Divergent Correlations and Correlation Length \(\xi\)¶

Rewrite

\[\langle |\phi(\mathbf{q})|^2 \rangle = \frac{T/c}{q^2 + r/c} = \frac{T/c}{q^2 + \xi^{-2}}, \qquad \xi = \sqrt{\frac{c}{r}}.\]

The correlation length \(\xi\) sets the spatial range of fluctuations. As \(T \to T_c^+\), \(r\to 0^+\) and \(\xi\to\infty\): correlations become long-ranged and the system loses a characteristic length scale (scale invariance). In reciprocal space this appears as \(\langle |\phi(\mathbf{q}\to 0)|^2 \rangle \propto T/r \to \infty\). This is the hallmark of criticality.

Conclusion¶

Starting from universal concepts such as Onsager's theory established in the previous lecture, we have successfully constructed a concrete dynamical framework for an important class of physical processes—the relaxation of non-conserved order parameters—namely Model A. The entire process is guided by three core conceptual pillars:

Gradient Dynamics: We have clarified that the driving force for system relaxation comes from the gradient of the free-energy functional. The system moves toward equilibrium by "descending" along the free-energy landscape, with its evolution rate determined by the local free-energy gradient. The free energy itself plays the role of a Lyapunov function, ensuring that this "descent" path is unidirectional and irreversible, ultimately stabilizing at the energy minimum.
Fluctuation-Dissipation Theorem: The fluctuations of the heat bath (noise term \(\xi\)) and dissipation (Onsager coefficient \(L\)) are two sides of the same microscopic process. The strict relationship between them determined by temperature \(T\), \(N = 2LT\), is the key to ensuring that our dynamical model can correctly evolve to the thermodynamic equilibrium state described by the Boltzmann distribution.
Critical Phenomena: Through solving the model under Gaussian approximation, we have touched the core of modern phase transition theory.
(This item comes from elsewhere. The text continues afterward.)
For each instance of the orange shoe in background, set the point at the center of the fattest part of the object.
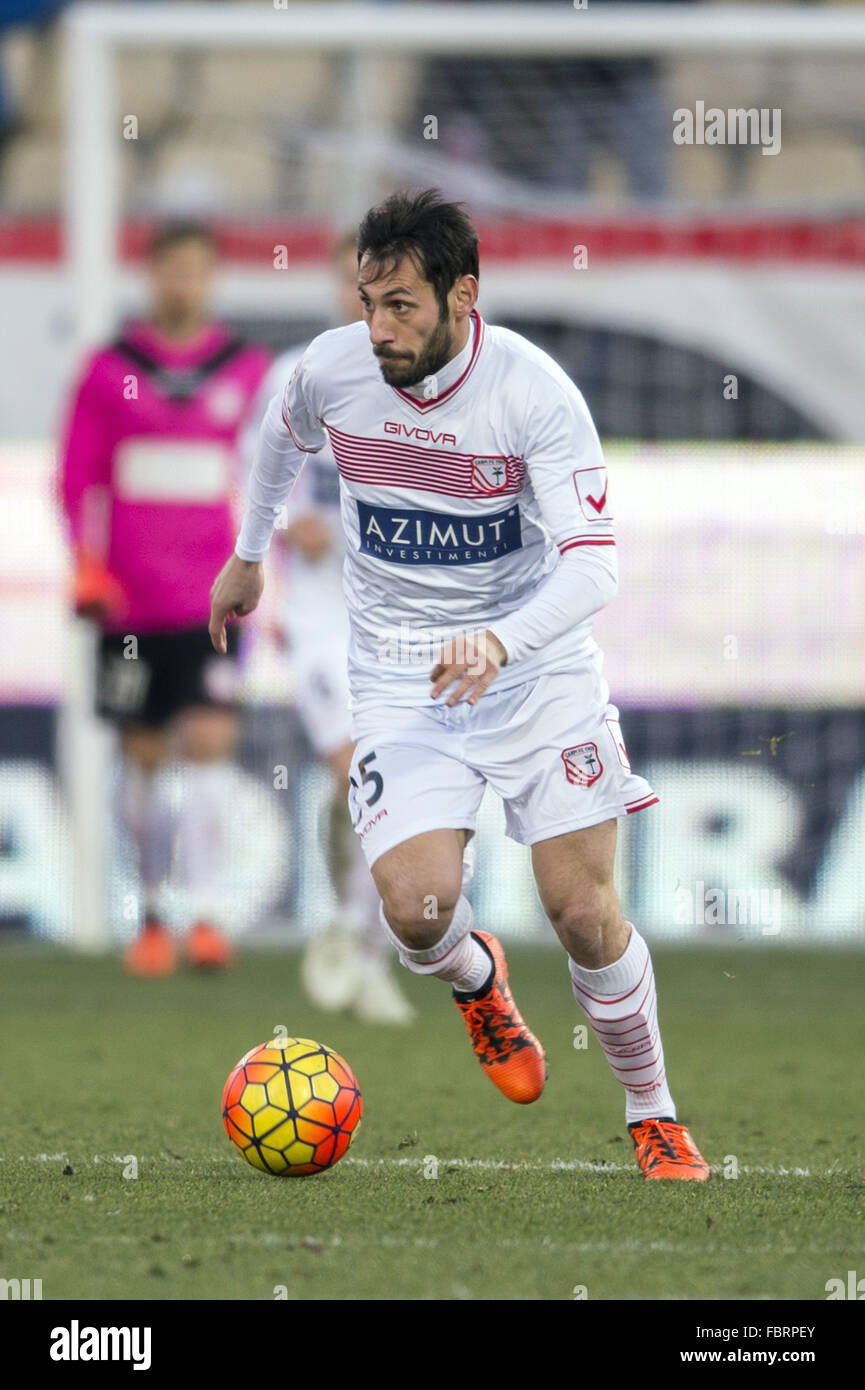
(509, 1054)
(153, 952)
(207, 948)
(666, 1150)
When the system approaches a continuous phase transition point (\(r \to 0\)), its correlation length (\(\xi = \sqrt{c/r}\)) diverges, leading to long-range correlations and intense fluctuations. This is the universal behavior revealed by the analysis of the Ornstein-Zernike correlation function, which perfectly explains the origin of scale invariance at critical points.
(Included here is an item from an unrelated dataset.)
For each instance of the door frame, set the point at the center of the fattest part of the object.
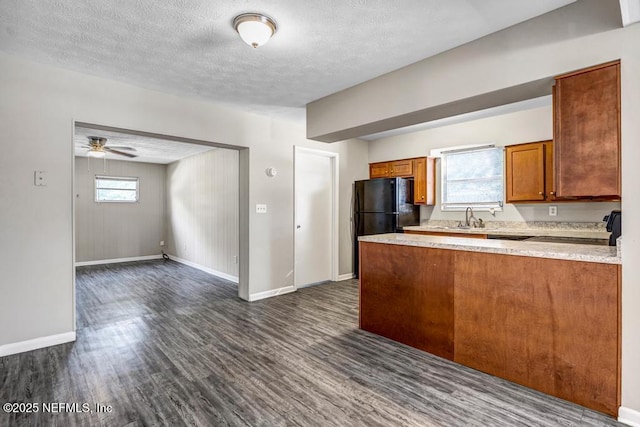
(335, 238)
By integrating these ideas, we ultimately derived the Time-Dependent Ginzburg-Landau (Allen-Cahn) equation, which is a paradigmatic model for describing the dynamics of non-conserved order parameters. It successfully unifies local phase separation tendencies (the "reaction" term) and non-local interface tension (the "diffusion" term) in the same equation, and has wide applications in many fields of physics and materials science (such as domain coarsening in alloys).

However, Model A deals with the simplest case. In many physical systems, the order parameter is conserved, for example, the total number of atoms of two components in a binary alloy is fixed. In this case, the order parameter cannot disappear out of thin air at some location—its decrease must be accompanied by an increase elsewhere, which means the dynamics must be described by a "flow" or "flux." This constraint of conservation laws will fundamentally alter the form of the dynamical equation, leading to Model B (Cahn-Hilliard equation) to be explored in the next lecture. It will reveal more mysteries about structure formation in the nonequilibrium world.